Wholesale prices have steadily increased from a low in 2008 to a peak in May of this year. Prices have moderated somewhat over the last few months but remain almost 20% higher than they were in 2009. These higher prices have forced many BHPH dealers to change their business models to account for this higher cost of inventory.
And finding this inventory has become more difficult. Dealership inventory is a trickle down process. BHPH inventory typically comes from trade-ins on late model used vehicles which, in turn, come from trade-ins on new vehicles. New car sales dropped under an annualized rate of 10 million units in September of 2009. That led to significantly fewer late model trade-ins and then fewer older trade-ins. Although the new car market has rebounded over the past 18 months, BHPH dealers will face continued difficulty finding good BHPH units at reasonable prices until the higher new vehicle sales trickles down through the trade cycles to older vehicles.
3. Underwriting is more important than ever.
The higher rates and length of unemployment among traditional BHPH customer and the higher cost and, therefore, selling prices of BHPH vehicles, combine to make underwriting even more critical in BHPH dealerships. The typical BHPH dealer can no longer afford to take some of the risks he was willing to take just a few years ago.
Underwriting has become a vital factor in one other way. The recession and slow recovery have created BHPH customers out of people who traditionally were able to finance their vehicle purchases through conventional lenders. They are used to monthly payments, the ability to pay late and being able to pay without coming to the dealership. Your underwriting process must now also include educating these customers on how buying at a BHPH dealership works. Failure to do so will have an adverse effect on your collections and delinquency.
4. New collections tools continue to grow in usage.
Most BHPH dealers have already made the decision whether to use payment protection devices or GPS locators and you’ve probably heard all the arguments pro and con.
Scoring systems seem to fit the same mold. Those who believe in them claim they can improve underwriting and reduce delinquency and charge-offs. Those that don’t say the system’s results have no correlation with how an account actually performs and that carefully underwriting by the dealership management staff can outperform any system.

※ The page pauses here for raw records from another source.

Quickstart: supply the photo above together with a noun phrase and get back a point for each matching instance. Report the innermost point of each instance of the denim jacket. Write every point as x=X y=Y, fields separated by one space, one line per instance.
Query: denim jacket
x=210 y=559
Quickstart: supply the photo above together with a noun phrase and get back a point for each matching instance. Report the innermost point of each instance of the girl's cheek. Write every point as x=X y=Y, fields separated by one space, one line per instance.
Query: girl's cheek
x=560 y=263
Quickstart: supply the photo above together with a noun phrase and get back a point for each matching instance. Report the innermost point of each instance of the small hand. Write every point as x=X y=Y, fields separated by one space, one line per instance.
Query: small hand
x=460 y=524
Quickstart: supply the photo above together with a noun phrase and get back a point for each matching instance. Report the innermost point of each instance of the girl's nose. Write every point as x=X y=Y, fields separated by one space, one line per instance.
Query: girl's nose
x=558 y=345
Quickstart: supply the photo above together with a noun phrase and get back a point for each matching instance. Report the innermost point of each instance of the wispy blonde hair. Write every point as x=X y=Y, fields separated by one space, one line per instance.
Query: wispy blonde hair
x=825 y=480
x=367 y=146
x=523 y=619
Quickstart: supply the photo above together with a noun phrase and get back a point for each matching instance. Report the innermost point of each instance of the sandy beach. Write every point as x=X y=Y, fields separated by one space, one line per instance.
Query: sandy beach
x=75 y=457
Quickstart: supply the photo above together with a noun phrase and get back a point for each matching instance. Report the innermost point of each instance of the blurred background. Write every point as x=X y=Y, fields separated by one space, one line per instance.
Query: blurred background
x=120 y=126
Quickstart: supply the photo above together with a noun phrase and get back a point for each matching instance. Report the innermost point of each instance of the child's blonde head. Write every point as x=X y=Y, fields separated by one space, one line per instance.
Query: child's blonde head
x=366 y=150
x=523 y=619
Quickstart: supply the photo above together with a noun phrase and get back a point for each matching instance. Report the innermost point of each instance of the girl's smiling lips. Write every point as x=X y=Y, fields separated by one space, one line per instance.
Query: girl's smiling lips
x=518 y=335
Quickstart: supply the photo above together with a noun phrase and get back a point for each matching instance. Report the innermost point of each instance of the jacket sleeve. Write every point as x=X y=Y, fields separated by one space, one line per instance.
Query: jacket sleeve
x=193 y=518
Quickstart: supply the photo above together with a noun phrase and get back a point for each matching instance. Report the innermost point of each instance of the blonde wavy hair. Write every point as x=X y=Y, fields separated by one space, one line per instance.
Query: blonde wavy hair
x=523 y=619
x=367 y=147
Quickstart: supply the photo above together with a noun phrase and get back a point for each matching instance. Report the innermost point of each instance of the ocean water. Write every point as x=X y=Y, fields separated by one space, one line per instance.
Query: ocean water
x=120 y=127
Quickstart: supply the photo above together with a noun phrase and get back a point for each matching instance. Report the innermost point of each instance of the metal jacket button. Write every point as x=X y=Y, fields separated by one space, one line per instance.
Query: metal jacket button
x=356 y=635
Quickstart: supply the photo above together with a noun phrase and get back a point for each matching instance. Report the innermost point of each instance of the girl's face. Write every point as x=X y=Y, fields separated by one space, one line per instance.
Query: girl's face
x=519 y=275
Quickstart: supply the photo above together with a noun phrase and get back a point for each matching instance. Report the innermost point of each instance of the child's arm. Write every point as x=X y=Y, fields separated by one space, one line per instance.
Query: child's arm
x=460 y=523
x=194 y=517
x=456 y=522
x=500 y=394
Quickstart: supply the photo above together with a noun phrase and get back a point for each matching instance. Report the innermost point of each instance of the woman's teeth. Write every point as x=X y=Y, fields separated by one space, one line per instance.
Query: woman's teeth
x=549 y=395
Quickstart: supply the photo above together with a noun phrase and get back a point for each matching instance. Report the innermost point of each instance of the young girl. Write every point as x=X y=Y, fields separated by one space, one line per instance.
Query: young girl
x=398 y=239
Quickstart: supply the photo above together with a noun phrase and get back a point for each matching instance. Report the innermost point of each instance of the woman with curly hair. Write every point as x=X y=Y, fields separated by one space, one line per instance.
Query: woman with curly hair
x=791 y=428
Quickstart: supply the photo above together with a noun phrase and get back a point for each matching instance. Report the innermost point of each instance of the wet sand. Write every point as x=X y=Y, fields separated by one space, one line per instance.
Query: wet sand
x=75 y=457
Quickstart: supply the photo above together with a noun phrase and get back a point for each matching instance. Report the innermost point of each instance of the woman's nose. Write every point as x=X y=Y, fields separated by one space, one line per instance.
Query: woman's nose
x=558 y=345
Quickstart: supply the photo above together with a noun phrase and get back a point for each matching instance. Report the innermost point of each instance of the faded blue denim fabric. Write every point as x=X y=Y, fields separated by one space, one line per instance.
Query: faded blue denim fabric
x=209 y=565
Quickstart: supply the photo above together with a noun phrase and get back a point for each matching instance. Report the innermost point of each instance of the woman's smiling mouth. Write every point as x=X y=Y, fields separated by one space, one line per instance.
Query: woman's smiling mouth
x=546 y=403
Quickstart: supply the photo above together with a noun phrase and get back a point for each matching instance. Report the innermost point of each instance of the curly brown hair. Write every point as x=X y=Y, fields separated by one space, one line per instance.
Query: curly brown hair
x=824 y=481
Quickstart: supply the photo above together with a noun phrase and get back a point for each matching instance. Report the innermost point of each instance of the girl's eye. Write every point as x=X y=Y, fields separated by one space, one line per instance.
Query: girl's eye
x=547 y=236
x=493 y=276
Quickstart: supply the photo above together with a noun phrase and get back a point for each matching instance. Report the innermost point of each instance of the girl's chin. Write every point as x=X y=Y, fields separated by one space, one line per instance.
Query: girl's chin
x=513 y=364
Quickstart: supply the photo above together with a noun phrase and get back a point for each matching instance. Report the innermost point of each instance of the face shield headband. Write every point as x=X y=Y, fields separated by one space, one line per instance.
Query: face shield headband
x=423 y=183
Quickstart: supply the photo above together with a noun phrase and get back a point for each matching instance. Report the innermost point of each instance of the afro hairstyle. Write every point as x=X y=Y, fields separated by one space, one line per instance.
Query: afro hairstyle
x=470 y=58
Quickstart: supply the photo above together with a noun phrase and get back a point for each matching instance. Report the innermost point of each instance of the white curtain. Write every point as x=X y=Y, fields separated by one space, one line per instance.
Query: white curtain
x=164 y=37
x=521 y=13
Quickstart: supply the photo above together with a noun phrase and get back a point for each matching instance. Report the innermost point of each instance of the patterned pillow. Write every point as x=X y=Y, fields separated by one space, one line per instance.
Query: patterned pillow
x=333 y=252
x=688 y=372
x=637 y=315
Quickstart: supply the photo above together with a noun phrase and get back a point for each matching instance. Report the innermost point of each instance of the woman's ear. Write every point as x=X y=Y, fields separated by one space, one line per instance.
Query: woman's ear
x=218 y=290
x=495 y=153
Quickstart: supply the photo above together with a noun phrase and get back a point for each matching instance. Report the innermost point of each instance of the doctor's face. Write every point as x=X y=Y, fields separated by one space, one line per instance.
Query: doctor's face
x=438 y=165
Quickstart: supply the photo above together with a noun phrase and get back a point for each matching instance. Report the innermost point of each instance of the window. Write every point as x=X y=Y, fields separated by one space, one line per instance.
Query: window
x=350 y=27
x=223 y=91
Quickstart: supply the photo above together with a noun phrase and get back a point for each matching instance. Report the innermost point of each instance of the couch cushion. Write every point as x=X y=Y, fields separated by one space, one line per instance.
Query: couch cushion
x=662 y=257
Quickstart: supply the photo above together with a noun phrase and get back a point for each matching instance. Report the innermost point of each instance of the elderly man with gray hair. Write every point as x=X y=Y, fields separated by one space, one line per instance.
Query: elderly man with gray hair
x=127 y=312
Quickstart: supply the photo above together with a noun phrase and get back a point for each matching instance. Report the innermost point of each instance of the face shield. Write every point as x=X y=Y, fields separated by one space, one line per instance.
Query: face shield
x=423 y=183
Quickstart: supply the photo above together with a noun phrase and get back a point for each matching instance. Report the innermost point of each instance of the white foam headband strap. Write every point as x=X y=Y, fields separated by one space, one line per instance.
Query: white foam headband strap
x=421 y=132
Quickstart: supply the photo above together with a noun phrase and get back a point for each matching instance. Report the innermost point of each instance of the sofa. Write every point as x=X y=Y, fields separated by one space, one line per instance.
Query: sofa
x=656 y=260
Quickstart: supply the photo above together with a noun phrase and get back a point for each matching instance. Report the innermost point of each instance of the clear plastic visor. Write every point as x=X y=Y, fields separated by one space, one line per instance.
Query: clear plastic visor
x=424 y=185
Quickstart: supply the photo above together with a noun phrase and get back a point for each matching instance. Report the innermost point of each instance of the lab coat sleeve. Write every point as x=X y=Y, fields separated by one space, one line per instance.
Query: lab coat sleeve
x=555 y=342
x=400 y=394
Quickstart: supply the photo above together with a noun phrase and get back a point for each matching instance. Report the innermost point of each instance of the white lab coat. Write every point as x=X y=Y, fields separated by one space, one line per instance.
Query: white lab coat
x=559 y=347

The decision on whether to use the various options for collecting payments from a dealership’s customers can be a difficult decision. One of the most basic philosophies from the very beginning of BHPH was that you, the dealer, wanted to see your customer at the dealership every time he got paid to make his payment. As alternative payment methods such as paying by credit or debit card over the phone or even online became available, many dealers chose not to implement these methods so they could maintain contact with their customers in the same ways they always had.
Many of the new customers entering BHPH, however, are used to being able to call in payments or make payments online. They resist the BHPH model of having to appear at the dealership to pay. Dealers who have adopted these newer payment technologies have discovered that making it easier and more convenient for their customers to pay has actually improved their collections and reduced their collection costs. They have learned that they can still stay connected with their customers in other ways while making it easy for them to pay.
5. BHPH dealers need to pay more attention to regulatory compliance.
Compliance with federal and state laws has been any area of concern for car dealers since 9/11. The burden compliance with the various laws, rules and regulations can create for dealers can overwhelm smaller dealers. In the past, too many dealers have ignored compliance in a hope that it would just go away.
That approach, while never a good one, can now lead to serious problems. The Consumer Financial Protection Bureau is beginning to flex its muscles and a revitalized Federal Trade Commission is right behind. In addition, state attorneys general have now been empowered to enforce many FTC regulations. If you have ignored compliance to this point or not made it a top priority, you must address it now.
It is a great time to be a Buy Here – Pay Here dealer. The business can provide a steady income regardless of the economic situation. Reassess your business and look for ways to improve regularly and you can thrive.